Gratitude—for life, for blessings, for the Giver of this beautiful world and everything in it—is a timeless and timely virtue. People like to be around grateful people. They like to help grateful people. They don’t soon forget grateful people.

One woman fondly remembers an elderly friend named Dorothy, whom she visited to help her with some tasks that age had made difficult. After each little act of service, Dorothy would say, “Do you know how grateful I am?” During the visit, the power went out, and when Dorothy looked out the window and saw the workers restoring her power, she said, “I hope they know how grateful I am.” When it was time for Dorothy’s friend to leave, she whispered the prayer she learned from Dorothy: “Do you know how grateful I am?”

It’s worth pondering—do others know how grateful you are?

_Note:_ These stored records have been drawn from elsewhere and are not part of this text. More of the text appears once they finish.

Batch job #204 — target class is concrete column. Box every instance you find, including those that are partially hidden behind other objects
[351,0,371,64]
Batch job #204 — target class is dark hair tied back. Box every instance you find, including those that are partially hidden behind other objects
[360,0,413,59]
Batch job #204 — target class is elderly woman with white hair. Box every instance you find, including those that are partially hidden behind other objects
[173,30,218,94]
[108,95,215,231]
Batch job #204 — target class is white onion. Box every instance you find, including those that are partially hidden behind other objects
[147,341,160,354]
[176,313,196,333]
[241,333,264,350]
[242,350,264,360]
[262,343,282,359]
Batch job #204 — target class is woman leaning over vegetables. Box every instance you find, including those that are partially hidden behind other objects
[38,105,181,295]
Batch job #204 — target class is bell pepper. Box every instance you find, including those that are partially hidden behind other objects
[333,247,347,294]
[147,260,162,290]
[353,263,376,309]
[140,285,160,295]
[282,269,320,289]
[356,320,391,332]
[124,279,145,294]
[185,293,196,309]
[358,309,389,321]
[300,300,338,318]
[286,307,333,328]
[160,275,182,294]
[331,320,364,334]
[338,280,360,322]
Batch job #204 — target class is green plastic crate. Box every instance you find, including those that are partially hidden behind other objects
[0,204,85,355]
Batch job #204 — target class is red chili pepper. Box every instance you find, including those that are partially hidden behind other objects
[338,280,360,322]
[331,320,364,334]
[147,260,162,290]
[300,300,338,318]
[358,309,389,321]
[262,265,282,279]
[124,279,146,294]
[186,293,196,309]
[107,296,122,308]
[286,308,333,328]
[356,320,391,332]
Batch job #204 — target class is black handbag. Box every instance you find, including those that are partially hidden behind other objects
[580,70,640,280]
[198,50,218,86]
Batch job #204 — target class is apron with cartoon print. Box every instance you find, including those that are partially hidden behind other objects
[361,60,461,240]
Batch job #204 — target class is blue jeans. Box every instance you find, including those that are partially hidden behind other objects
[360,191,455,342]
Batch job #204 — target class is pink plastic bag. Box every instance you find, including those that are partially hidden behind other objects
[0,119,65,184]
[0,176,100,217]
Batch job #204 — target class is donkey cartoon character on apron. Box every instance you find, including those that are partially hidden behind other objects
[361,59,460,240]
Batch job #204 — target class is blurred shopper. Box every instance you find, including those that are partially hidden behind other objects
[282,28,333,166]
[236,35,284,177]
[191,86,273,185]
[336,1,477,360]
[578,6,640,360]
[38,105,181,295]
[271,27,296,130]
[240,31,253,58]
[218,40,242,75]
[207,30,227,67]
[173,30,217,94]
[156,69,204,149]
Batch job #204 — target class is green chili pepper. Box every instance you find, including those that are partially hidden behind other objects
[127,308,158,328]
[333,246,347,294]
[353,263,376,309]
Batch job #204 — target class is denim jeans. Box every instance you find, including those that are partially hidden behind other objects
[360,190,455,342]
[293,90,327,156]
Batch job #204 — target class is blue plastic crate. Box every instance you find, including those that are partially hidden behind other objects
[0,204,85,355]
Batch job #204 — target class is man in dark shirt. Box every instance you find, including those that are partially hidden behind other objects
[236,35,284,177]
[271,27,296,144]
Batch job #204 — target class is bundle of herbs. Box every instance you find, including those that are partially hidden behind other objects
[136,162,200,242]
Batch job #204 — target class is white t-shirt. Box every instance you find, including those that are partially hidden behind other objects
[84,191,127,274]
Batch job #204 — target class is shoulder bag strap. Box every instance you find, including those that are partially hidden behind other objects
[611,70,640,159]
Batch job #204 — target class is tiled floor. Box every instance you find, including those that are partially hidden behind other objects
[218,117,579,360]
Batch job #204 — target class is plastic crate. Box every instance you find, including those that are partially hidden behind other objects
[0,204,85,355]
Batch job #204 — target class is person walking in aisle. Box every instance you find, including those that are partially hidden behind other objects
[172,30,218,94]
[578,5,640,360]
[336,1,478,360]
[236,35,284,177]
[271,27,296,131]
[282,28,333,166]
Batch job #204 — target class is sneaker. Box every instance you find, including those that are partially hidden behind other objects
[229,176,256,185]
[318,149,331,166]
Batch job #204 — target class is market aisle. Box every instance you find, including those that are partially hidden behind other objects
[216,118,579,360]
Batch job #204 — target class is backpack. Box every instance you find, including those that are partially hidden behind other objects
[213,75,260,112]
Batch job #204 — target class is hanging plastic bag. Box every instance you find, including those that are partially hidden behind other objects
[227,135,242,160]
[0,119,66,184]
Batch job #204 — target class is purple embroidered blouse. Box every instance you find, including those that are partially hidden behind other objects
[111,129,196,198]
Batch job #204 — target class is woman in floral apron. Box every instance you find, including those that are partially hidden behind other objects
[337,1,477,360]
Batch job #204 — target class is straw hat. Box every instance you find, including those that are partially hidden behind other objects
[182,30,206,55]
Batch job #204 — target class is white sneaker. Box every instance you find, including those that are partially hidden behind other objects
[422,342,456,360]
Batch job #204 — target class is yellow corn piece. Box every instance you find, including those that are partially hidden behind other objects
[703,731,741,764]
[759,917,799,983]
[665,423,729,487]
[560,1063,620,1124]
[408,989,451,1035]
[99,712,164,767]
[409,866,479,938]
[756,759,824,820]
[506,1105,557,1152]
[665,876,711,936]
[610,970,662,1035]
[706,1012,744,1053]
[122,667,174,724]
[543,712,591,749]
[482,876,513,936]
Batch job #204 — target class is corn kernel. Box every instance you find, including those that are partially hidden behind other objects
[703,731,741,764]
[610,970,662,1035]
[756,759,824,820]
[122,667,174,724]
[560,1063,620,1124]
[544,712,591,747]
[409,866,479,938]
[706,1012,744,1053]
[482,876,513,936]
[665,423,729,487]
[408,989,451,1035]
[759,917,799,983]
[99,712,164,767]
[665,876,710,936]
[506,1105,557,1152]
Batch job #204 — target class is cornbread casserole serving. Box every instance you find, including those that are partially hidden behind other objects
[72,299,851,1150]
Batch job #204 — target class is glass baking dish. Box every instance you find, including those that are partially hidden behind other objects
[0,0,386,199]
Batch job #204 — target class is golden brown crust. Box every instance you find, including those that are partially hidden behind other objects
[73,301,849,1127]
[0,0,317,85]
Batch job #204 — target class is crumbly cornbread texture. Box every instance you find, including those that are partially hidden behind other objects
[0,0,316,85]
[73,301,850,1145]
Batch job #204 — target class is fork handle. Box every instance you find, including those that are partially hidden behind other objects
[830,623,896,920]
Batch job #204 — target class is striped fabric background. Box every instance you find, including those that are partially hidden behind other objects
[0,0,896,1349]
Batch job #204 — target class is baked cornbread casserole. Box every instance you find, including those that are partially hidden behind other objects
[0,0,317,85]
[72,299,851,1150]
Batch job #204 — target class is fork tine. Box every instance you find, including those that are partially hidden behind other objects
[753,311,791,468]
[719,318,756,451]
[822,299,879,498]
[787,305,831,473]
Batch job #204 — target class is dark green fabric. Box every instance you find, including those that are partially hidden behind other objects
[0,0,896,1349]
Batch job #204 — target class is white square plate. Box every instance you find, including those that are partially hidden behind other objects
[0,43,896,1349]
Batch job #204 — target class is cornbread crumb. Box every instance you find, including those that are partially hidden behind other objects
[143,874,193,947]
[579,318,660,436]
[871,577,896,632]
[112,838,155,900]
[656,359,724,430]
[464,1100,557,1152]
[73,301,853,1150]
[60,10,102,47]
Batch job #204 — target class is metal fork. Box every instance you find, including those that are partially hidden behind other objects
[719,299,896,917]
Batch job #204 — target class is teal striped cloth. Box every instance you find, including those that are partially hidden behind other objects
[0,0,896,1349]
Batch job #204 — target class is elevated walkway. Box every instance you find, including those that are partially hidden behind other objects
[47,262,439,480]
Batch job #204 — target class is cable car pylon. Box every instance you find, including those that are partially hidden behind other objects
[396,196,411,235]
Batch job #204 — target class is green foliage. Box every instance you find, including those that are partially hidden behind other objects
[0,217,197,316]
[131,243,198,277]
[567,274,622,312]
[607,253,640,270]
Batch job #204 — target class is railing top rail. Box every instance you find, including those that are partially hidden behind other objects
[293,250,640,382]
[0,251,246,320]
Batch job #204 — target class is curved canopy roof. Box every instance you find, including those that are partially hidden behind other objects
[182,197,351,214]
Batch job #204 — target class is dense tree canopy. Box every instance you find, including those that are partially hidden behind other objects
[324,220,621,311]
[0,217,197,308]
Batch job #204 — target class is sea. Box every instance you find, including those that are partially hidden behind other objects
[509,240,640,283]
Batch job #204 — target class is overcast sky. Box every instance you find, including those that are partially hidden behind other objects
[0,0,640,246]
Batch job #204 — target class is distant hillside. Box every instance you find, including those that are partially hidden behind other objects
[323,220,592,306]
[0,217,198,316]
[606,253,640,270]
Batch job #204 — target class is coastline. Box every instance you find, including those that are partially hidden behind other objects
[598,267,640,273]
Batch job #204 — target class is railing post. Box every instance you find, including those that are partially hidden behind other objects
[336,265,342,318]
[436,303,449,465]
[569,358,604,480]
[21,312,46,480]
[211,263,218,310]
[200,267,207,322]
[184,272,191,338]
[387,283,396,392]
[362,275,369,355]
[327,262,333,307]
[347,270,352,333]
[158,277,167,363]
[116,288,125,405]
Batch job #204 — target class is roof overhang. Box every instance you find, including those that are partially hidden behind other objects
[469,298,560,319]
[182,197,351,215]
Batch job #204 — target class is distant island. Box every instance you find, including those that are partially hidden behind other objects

Better yet, do you know? Many express their thanks in gratitude journals, counting their blessings as they respond to the prompt “How did God bless me today?”

“If you do that long enough and with faith,” Henry B. Eyring taught, “you will find yourself remembering blessings. And sometimes, you will have gifts brought to your mind which you failed to notice during the day, but which you will then know were a touch of God’s hand in your life.” And think of the joy your family will someday feel as they look at this record of thankfulness.

So many other virtues we seek flow from gratitude. Without gratitude, we become self-focused and insecure, wondering if someone somewhere has more or better. Gratitude, on the other hand, opens our hearts to God and to others. It blesses us in seasons of scarcity and seasons of plenty. Indeed, gratitude is a virtue for every season of life.

  1. Henry B. Eyring, “Remembrance and Gratitude,” Ensign, Nov. 1989, 12.
  2. See Sherri Heider Wright, “Do You Know How Grateful I Am?,” Liahona, Oct. 2021, 34–35.
  3. Henry B. Eyring, “Remembrance and Gratitude,” 13.